By: Anthony Lowndes, The Groundwater Foundation
With close to half of the United States relying on groundwater for drinking water, it is important to ensure a sustainable supply. In Nebraska, it’s close to 85 percent. The 2015 Statewide Groundwater-Level Monitoring Report indicates that Nebraska’s groundwater supplies are on the rebound. Aside from subsiding drought conditions and heavy rainfall, the implementation of technological advances in irrigation have reduced water consumption. On the domestic water use side, public awareness and the installation of water saving appliances has helped lower demand.
But quantity is not the only issue facing Nebraska, or any other area. While drought often causes increases in the amount of water withdrawn from the ground resulting in declines, contamination can ruin an entire source of water. There are several contaminants highlighted in the 2015 Nebraska Groundwater Quality Monitoring Report that are not so unique to Nebraska, such as nitrates and uranium. We need to continue to think critically and creatively when it comes to protecting water sources.
In several states, communities can proactively develop local protection measures for source water through Wellhead Protection programs. For the 43 million Americans who supply their own water through a private well, be sure to have your well tested on a regular basis and check with your local USGS office about potential contamination concerns.

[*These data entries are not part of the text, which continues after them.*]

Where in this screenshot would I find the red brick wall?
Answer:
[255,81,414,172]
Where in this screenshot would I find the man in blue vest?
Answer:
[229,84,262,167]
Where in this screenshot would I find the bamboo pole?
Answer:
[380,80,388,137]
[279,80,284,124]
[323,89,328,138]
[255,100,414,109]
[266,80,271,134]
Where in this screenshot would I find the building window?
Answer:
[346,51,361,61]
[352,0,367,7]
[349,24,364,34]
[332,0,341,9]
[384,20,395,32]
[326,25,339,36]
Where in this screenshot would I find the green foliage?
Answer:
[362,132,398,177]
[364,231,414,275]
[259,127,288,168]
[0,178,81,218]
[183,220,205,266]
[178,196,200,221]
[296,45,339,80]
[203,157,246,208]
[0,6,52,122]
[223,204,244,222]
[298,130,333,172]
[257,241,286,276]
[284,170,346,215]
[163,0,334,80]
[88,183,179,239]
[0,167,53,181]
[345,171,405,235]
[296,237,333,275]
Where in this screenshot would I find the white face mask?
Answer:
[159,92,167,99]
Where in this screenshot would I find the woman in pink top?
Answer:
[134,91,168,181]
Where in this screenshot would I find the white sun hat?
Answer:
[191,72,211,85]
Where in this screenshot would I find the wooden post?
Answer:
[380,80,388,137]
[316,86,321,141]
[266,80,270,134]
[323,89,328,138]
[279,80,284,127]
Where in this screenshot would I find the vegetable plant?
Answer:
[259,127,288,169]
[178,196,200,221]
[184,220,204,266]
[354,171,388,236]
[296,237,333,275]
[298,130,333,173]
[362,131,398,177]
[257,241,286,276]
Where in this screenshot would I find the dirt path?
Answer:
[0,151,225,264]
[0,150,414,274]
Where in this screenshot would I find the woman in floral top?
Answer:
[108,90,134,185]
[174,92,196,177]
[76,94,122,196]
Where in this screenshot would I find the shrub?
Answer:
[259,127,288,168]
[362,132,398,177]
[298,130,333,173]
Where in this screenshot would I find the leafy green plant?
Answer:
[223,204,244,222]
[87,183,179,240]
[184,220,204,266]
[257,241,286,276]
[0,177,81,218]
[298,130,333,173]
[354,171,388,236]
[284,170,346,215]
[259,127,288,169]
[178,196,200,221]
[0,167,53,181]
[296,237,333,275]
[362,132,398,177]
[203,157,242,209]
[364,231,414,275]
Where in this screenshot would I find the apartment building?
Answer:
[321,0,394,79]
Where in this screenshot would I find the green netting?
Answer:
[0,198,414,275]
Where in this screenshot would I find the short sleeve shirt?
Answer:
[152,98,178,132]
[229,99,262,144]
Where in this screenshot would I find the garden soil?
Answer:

Water issues can be shared through a wide variety of mediums. For example, Kaneko, a public non-profit cultural organization in Omaha, NE, is currently exploring water issues in the Midwest and around the world through a variety of research and technological innovations and fine art displays, drawing the viewer into the world of water. One particular exhibit caught my eye. It is a to-scale outline of Nebraska that is over eight feet tall. The data points from the Quality Monitoring Report are represented by pompoms and color coded for each type of contaminant. Another is a fantastic artistic rendition of a combine and center pivot circling an enormous water drop.